SWR4 Abendgedanken

SWR4 Abendgedanken

Im Sommer hatte ich einen ganz besonderen Fortbildungstag: Unterricht bei einem Schauspieler vom Theater in Karlsruhe. Es ging um Körpersprache: Sicher auftreten, etwas vortragen oder sogar auf einer Bühne stehen.

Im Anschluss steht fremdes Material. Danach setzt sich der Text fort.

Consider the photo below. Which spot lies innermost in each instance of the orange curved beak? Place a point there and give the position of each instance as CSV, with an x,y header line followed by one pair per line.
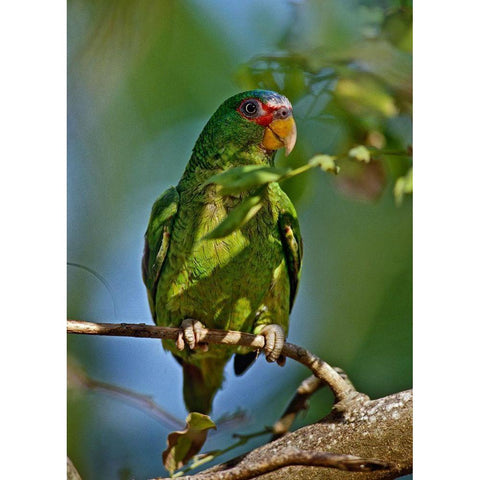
x,y
281,132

Auf einer Bühne vor großem Publikum zu stehen, könnte so einfach sein. Wenn bloß der eigene Kopf nicht ständig Alarm schlagen würde. Im Kopf gibt es nämlich „innere Wächter“. Diese inneren Wächter warnen mich ständig: Mach dies nicht, mach das nicht. Weil das komisch oder peinlich ist. Diese Stimmen sind manchmal hilfreich, meistens behindern sie mich aber. Ein Schauspieler kann sich davon lösen. Er kann sich von seinen inneren Wächtern frei machen.

Das würde ich auch gern können. Locker und entspannt sein – auch in schwierigen Situationen. Souverän wie ein Hollywoodstar. Doch: Wie lerne ich sowas?

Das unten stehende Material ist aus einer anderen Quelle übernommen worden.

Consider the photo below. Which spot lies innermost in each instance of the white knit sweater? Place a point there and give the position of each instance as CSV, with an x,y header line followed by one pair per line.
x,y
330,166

Es gibt verschiedene Wege: Ich kann zum Beispiel so lange wie ein Frosch durch den Raum hüpfen, bis meine inneren Wächter erschöpft aufgeben. Das kann ich aber auch nicht immer machen. Und solche Übungen sind nicht alles. Es braucht noch etwas anderes. Es geht um sehr persönliche Fragen: Kann ich mich selbst so akzeptieren, wie ich bin? Schäme ich mich vielleicht für meine krumme Nase oder meine kurzen Beine? Es sieht halt nicht jeder aus wie Brad Pitt. Unser Schauspiellehrer hat uns geraten: Liebe deine Fehler und Macken. Sie machen dich einzigartig. Selbst schlimme Erfahrungen gehören dazu. Zum Beispiel ein Unfall oder eine Beziehungskrise. Für einen Schauspieler sind solche Erfahrungen sein Kapital. Denn sie weiten seinen Horizont und helfen ihm, sich in andere hineinzuversetzen. Vielleicht ja auch mir. Auch, wenn ich das immer erst nachher verstehe.

An diesem Tag im Theater habe ich gelernt: Will ich so locker und souverän wie ein guter Schauspieler sein, muss ich mich aus dem eigenen Gedankenkarussell befreien. Zum Beispiel indem ich mir noch einmal vorstelle, wie ein Frosch durch den Raum zu hüpfen. Denn oft tut es gut, die inneren Wächter mal in die Pause zu schicken. Dann bin ich viel gelassener - und offener für die Menschen, die ich treffe.